Elle a bien souffert, la noble ville. Elle avait pourtant accompli son devoir. L’empire, en décembre 1851, l’avait prise de force, et, après avoir tout fait pour la vaincre, avait tout fait pour la corrompre ; corrompre est la vraie victoire des despotes ; dégrader les consciences, amollir les cœurs, diminuer les âmes, bon moyen de régner ; le crime devient vice et passe dans le sang des peuples ; dans un temps donné, le césarisme finit par faire de la cité suprême une Rome qui indigne Tacite ; la violence dégénérée en corruption, pas de joug plus funeste ; ce joug, Paris l’avait enduré vingt ans ; l’empoisonnement avait eu le temps de réussir. Un jour, il y a cinq années de cela, jugeant l’heure favorable, estimant que le 2 Décembre devait avoir achevé son œuvre d’abaissement, les ennemis violèrent la France prise au piège, et, après avoir soufflé sur l’empire qui disparut, se ruèrent sur Paris. Ils croyaient rencontrer Sodome. Ils trouvèrent Sparte. Quelle Sparte ? Une Sparte de deux millions d’hommes ; un prodige ; ce que l’histoire n’avait jamais vu ; Babylone ayant l’héroïsme de Saragosse. Un investissement sauvage, le bombardement, toutes les brutalités vandales, Paris, cette commune qui vous parle en ce moment, ô communes de France, Paris a tout subi ; ces deux millions d’hommes ont montré à quel point la patrie est une âme, car ils ont été un seul cœur. Cinq mois d’un hiver polaire, que ces peuples du nord semblaient avoir amené avec eux, ont passé sur la résistance des parisiens sans la lasser. On avait froid, on avait faim, on était heureux de sentir qu’on sauvait l’honneur de la France et que le Paris de 1871 continuait le Paris de 1792 ; et, le jour où de faibles chefs militaires ont fait capituler Paris, toute autre ville eût poussé un cri de joie, Paris a poussé un cri de douleur.

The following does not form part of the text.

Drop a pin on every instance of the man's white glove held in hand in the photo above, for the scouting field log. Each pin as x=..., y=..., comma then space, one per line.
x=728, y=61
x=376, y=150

Comment cette ville a-t-elle été récompensée ? Par tous les outrages. Aucun martyre n’a été épargné à la cité sublime. Qui dit martyre dit le supplice plus l’insulte. Elle seule avait désormais droit à l’Arc de Triomphe. C’est par l’Arc de Triomphe que la France, représentée par son assemblée, eût voulu rentrer dans Paris, tête nue. La France eût voulu s’honorer en honorant Paris. Le contraire a été fait. Je ne juge pas, je constate. L’avenir prononcera son verdict.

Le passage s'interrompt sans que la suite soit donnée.